Backtracking - Combination Sum II

Backtracking - Combination Sum II

Using backtracking to solve combination sum II problem.

Today I'll try to take a stab at combination sum II using backtracking. This blog will contain the code in Java but the algorithm will pretty much apply to any programming language. In fact, if you like the challenge of it - try converting the Java code into your preferred programming language.

So let's dive straight into it!

Prerequisite Knowledge

What you already need to know to understand this solution:

  • Recursion

  • Data structures like array lists, hash sets, etc.

What is backtracking?

Backtracking is the algorithmic approach of considering all possible combinations to solve a problem (source: Wikipedia). There are different types of backtracking approaches: decision problem, optimization problem, and enumeration problem. I won't be diving deep into the three in this paragraph, but if you're interested you can find the definitions in the appendix of this article.

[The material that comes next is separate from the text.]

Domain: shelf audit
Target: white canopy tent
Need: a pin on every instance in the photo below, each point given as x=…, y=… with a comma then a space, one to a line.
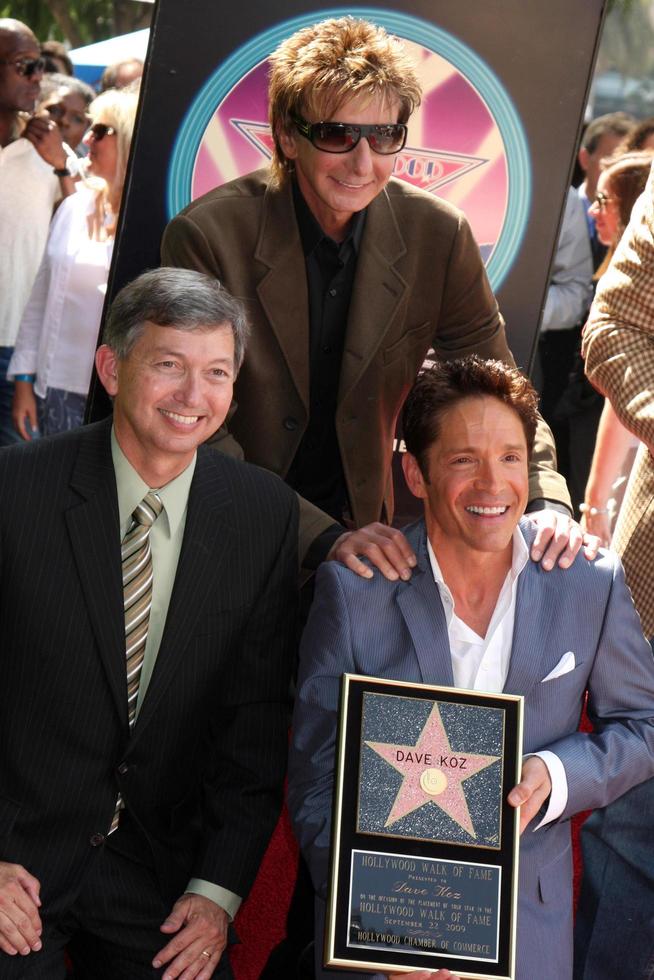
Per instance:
x=91, y=60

The general idea for implementation is that we need to consider all possible combinations and we use recursion to achieve that. However, questions have special cases that we need to consider so a basic recursion might not always give you the correct solution.

Problem Statement

Given a collection of candidate, numbers (candidates) and a target number (target), find all unique combinations in candidates where the candidate numbers sum to target.

Each number in candidates may only be used once in the combination.

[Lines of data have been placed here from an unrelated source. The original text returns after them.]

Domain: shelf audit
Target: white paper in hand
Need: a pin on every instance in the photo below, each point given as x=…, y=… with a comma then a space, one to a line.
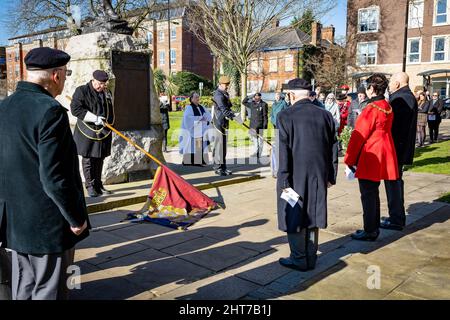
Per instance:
x=290, y=196
x=349, y=173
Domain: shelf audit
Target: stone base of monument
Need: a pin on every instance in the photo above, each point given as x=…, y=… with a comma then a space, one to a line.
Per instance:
x=93, y=51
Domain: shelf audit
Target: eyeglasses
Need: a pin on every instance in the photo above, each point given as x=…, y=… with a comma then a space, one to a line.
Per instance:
x=67, y=71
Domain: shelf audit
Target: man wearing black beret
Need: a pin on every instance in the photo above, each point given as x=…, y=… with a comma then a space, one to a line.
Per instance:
x=42, y=207
x=92, y=104
x=307, y=166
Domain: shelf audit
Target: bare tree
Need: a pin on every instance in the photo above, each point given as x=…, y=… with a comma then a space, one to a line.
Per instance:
x=236, y=29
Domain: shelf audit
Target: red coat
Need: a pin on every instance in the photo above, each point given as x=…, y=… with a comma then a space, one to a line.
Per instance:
x=372, y=141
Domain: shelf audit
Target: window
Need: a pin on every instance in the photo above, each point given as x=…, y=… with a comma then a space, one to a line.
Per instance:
x=439, y=49
x=273, y=84
x=366, y=53
x=368, y=19
x=273, y=65
x=162, y=58
x=150, y=37
x=289, y=63
x=416, y=14
x=173, y=56
x=414, y=50
x=440, y=16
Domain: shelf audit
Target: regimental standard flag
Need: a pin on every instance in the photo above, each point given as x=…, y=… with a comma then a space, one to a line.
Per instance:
x=174, y=202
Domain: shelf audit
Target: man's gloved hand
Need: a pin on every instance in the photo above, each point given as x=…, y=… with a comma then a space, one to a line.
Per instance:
x=238, y=118
x=100, y=121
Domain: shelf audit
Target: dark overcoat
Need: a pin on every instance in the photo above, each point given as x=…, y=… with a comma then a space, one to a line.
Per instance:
x=259, y=113
x=404, y=106
x=41, y=194
x=308, y=154
x=222, y=110
x=92, y=141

Note: The solution set must not contain duplicate combinations.

Solution

Let's read the problem statement again carefully. Here, we are asked to find 'unique' combinations where all the numbers sum to target.

For example, if you have candidates = [1,2,3,4,1] and your target = 5, then you can have the following combinations [ [1,1,3], [2,3], [4,1] ] but you cannot have something like this[[1,3,1] , [3,2] , [1,4] , [4,1] , [2,3] , [1,1,3] ] because these combinations are duplicated. [1,3,1] is considered a duplicate of [1,1,3]

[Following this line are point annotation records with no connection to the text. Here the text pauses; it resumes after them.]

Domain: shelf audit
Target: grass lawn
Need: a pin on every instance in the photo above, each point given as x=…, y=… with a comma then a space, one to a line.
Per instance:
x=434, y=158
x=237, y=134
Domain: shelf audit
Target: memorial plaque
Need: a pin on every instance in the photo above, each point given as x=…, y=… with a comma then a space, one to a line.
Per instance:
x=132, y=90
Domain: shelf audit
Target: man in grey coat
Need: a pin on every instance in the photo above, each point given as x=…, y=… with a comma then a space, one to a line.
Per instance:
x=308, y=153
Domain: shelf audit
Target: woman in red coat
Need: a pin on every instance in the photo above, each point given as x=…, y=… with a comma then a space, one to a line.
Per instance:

So what data structure can we use to ensure unique combinations? Yes! It starts with hash and ends with set -- HashSet! In order to obtain a unique combination, we either need to use a hashset or we have to come up with an algorithm that deals with preventing duplicates.

In this solution, we go with the second method - which is preventing duplicates. The reasoning behind not pursuing the first method is that we need to convert the HashSet again to an ArrayList which makes the time complexity increase by an order of log N.

How do you find combinations?

The idea of finding combinations relies on the take or not take method. Which is basically at each index, you can choose to take one number or you can choose not to.

In the case of backtracking it means that you add the number to your list of combinations. Then you call the recursive function. Then you remove the last added number from the combination.

How to prevent duplicates?

The idea is to first sort the candidates array. Once we have the sorted array, at each recursion call we check if the current element is equal to its previous element. If it is, then we no longer use it within our combination and move on to the next recursive call.

Summary: check if candidates[i] == candidates[i-1] (don't forget out of bounds)

How do we know if we've reached the target?

There are two approaches you can take to do so. The first approach is to start the curr_sum = 0 and keep changing it as curr_sum += candidates[i]. This approach could be used but it adds another variable for the stack space to keep track of hence decreasing the stack space.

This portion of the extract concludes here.